There has been a decline in public trust in institutions and businesses in recent years. This goes beyond the company-customer relationship and is impacting employees and the way they relate to the people they work for.
Experts call this a trust deficit.
What is Trust Deficit?
Trust deficit is a lack of trust between businesses and their customers, employees, and other stakeholders. It can be caused by a number of factors, such as corporate scandals, data breaches, and government regulation.
Trust deficit can have many negative consequences for businesses, including:
- Reduced sales and revenue
- Increased costs
- Difficulty attracting and retaining employees
- Damage to brand reputation
- Increased risk of litigation
These are all dangerous problems for U.S. businesses, and we're already seeing their negative effects.
According to a recent article in the Wall Street Journal:
"Half of workers aren't engaged on the job, putting in minimal effort to get by, according to research by Gallup…. Employee engagement, a measure of involvement and enthusiasm at work, in the U.S. declined for the second year in a row.

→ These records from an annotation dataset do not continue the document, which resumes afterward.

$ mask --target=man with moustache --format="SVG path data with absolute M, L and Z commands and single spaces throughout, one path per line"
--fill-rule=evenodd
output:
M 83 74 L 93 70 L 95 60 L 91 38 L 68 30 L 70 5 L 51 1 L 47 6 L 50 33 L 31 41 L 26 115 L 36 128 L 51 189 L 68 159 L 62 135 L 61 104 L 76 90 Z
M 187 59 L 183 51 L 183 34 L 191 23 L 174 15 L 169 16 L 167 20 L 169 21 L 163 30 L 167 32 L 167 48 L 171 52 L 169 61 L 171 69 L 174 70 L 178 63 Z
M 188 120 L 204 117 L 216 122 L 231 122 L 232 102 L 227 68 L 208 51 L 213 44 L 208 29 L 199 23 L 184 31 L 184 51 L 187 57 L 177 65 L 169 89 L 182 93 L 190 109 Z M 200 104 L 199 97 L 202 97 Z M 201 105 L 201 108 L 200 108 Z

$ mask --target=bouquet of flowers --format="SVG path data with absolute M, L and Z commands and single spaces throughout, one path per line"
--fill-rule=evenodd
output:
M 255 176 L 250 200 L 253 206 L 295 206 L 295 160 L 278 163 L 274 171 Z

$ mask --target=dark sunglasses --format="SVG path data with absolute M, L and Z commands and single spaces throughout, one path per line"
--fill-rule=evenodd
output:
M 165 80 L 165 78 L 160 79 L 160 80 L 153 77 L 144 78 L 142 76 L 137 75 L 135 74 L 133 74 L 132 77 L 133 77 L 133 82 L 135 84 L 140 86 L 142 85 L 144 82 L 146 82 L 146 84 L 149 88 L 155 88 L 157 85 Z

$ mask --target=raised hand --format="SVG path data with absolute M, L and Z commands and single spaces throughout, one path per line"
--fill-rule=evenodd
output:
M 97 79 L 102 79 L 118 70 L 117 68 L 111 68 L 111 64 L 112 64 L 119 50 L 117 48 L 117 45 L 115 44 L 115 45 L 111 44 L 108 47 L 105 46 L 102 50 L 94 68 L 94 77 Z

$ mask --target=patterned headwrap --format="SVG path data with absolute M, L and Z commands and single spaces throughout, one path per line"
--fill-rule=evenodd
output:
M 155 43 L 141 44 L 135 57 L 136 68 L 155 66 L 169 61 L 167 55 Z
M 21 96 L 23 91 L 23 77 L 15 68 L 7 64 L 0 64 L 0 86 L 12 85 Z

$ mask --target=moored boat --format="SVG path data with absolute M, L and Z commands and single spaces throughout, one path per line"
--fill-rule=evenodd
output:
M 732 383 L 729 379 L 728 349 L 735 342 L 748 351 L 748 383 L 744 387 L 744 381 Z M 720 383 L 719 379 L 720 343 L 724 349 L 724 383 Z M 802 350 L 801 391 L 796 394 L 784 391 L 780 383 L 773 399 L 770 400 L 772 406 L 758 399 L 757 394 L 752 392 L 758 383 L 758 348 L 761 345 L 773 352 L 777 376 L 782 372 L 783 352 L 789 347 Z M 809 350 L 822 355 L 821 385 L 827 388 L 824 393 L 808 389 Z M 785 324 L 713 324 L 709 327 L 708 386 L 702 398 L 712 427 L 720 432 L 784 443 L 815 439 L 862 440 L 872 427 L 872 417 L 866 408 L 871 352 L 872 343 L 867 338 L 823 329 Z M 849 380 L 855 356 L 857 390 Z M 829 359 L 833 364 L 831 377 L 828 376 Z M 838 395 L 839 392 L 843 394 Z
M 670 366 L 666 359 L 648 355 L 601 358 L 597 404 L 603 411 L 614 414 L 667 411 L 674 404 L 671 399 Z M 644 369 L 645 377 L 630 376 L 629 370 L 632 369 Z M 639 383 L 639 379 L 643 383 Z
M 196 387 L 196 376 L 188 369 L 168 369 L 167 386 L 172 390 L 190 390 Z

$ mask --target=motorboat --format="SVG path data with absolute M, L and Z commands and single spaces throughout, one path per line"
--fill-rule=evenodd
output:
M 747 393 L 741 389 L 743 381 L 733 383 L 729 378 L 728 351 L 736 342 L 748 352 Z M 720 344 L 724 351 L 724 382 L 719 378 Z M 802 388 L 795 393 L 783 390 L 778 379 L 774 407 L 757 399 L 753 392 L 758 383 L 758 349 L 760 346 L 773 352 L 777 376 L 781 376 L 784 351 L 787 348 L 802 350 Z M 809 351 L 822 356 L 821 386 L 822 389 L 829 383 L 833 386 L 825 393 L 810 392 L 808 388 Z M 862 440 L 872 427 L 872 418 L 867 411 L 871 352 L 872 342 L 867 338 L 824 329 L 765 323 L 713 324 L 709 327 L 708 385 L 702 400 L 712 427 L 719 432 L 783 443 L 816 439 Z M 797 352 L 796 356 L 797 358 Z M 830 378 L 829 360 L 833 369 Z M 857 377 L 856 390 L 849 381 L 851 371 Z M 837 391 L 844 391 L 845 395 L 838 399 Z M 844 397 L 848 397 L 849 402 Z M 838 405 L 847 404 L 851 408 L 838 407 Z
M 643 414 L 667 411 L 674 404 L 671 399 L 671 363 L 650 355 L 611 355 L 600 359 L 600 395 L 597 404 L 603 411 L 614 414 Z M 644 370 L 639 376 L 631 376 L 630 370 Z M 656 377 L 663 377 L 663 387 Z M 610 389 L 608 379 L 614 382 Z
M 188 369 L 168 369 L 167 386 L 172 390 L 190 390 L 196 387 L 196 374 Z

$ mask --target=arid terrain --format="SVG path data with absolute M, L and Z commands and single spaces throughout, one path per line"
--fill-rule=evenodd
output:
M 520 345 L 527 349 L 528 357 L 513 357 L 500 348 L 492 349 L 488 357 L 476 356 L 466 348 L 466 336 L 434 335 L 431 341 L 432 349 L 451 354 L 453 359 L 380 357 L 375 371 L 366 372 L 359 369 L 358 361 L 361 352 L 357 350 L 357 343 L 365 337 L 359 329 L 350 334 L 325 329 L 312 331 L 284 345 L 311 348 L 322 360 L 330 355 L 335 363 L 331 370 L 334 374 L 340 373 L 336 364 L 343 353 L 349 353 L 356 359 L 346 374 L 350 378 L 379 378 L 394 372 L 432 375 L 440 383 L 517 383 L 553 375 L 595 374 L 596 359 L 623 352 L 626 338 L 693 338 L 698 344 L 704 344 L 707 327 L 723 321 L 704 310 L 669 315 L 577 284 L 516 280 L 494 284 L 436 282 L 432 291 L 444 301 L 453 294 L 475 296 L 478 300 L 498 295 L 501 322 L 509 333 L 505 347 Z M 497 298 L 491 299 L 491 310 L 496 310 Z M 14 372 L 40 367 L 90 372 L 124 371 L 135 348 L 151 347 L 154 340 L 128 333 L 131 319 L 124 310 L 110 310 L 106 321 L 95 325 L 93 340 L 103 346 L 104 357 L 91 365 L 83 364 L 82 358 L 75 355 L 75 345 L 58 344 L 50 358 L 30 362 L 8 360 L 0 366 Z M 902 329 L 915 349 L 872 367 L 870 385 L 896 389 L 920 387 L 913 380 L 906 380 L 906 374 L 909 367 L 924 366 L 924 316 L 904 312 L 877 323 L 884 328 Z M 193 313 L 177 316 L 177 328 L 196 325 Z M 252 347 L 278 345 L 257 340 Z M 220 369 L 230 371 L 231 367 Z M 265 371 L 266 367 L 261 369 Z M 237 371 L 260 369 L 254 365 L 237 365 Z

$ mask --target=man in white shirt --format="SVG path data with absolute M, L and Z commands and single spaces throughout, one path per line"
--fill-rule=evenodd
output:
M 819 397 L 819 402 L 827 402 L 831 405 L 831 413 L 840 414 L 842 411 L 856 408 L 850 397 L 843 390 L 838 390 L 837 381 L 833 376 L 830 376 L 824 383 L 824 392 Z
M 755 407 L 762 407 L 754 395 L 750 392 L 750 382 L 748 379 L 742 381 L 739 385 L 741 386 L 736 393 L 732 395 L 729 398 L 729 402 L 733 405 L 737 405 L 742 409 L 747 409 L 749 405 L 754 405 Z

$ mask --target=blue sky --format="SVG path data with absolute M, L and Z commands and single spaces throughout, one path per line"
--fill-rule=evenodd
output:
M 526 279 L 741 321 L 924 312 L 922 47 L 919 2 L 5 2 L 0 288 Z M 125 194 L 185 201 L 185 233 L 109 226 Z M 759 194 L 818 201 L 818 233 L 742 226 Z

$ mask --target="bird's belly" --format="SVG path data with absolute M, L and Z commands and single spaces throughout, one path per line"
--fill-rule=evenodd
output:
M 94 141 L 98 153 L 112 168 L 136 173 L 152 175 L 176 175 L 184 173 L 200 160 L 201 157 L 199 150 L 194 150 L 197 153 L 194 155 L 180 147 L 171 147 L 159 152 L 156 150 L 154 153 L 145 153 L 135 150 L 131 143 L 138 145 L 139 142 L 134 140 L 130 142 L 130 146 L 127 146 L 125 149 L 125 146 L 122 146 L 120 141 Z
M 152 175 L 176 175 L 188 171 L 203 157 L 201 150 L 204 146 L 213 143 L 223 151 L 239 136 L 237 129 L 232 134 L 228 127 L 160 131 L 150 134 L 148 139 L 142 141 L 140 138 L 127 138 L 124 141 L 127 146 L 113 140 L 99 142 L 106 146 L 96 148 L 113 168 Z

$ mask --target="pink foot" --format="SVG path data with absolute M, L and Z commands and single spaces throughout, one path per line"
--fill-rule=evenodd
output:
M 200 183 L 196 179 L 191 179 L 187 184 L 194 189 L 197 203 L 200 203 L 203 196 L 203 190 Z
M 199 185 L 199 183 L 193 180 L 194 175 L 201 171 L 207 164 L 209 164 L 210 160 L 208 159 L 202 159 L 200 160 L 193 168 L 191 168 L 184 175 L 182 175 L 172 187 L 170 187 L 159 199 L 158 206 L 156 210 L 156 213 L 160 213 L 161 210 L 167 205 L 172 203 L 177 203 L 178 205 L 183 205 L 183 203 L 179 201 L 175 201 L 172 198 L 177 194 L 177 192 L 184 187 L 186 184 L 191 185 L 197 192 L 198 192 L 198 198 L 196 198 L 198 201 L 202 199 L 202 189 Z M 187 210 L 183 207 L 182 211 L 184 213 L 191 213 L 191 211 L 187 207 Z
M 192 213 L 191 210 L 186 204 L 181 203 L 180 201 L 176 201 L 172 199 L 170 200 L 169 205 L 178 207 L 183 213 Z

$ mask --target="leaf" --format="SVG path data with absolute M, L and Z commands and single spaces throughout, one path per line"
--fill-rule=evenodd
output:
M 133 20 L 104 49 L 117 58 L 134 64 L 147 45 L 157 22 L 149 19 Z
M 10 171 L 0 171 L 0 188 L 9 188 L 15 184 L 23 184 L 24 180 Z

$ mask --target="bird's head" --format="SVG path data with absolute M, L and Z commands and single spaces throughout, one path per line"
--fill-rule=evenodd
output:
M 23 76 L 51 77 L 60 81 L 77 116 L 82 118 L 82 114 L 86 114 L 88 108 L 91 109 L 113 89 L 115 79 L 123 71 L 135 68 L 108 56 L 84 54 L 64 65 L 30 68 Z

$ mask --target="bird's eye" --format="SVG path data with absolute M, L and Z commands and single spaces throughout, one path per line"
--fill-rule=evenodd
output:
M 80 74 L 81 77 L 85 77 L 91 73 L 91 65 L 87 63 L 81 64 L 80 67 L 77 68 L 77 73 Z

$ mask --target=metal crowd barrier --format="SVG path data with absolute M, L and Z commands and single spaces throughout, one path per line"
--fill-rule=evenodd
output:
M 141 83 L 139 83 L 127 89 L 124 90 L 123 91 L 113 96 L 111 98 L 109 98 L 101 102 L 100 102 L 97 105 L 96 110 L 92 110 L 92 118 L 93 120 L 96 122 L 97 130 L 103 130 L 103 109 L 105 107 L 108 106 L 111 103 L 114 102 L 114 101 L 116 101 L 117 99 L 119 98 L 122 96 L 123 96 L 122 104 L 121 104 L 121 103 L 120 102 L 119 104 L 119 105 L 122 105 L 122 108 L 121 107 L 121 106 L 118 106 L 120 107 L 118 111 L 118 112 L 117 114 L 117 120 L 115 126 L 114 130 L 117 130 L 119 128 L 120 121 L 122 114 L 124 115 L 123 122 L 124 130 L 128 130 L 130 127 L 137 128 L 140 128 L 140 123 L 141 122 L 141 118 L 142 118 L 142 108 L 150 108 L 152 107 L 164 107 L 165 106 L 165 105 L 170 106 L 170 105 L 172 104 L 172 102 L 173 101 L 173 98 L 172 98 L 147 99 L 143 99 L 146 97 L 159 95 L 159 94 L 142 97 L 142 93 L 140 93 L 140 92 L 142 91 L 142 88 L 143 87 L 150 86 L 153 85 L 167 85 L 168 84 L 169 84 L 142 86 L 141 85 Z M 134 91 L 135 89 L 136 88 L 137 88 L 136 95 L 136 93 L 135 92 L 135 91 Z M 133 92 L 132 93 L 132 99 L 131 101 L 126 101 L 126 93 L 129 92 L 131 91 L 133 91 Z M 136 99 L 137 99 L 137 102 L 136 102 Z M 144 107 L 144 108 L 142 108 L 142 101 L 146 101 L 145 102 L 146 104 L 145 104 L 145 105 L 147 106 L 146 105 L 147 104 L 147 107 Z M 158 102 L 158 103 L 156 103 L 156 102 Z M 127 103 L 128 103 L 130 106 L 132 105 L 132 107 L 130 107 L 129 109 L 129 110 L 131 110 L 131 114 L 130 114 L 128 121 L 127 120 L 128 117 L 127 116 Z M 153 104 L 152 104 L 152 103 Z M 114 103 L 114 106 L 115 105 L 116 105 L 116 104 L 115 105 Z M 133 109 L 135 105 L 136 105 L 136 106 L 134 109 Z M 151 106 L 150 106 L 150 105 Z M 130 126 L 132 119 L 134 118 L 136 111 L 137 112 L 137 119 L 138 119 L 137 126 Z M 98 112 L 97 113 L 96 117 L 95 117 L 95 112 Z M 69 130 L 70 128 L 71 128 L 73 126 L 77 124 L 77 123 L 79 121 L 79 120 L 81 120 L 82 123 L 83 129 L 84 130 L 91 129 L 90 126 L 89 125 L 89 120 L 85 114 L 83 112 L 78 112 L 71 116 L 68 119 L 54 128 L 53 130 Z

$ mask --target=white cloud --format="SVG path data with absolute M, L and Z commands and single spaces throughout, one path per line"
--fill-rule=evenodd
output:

There is also a growing share of the workforce that is disengaged, or resentful that their needs aren't being met. In some cases, these workers are disgruntled over low pay and long hours, or they have lost trust in their employers."
Data provided by Gallup
This lack of trust affects businesses of all sizes, but it can be particularly challenging for Small and Medium-sized Businesses (SMBs) that may not have established a strong reputation or brand presence.
John Baldoni wrote about this earlier this month in SmartBrief. "What's happened is we're seeing separation or some more distance between employee and employer," Jim Harter told me in an interview. "People are feeling more distant from their employer."
And when there is this distance, employees also "start to become psychologically separated from the customer. And they're even telling us now that they feel less responsible for the quality of service customers receive," Baldoni added.
This was also discussed on the 21 Hats Podcast, which The Great Game of Business proudly sponsors.
Holding Trust Deficit at Bay
Trust is the foundation of any strong team. When team members trust each other, they are more likely to collaborate effectively, share information openly, and take risks. A lack of trust, on the other hand, can lead to miscommunication, conflict, and even sabotage.
4 Ways Companies Can Push Back Against Trust Deficit
Always be fair in your dealings with your team. This means treating everyone equally and fairly and not playing favorites. When team members feel like they are being treated fairly, they are more likely to trust you and each other.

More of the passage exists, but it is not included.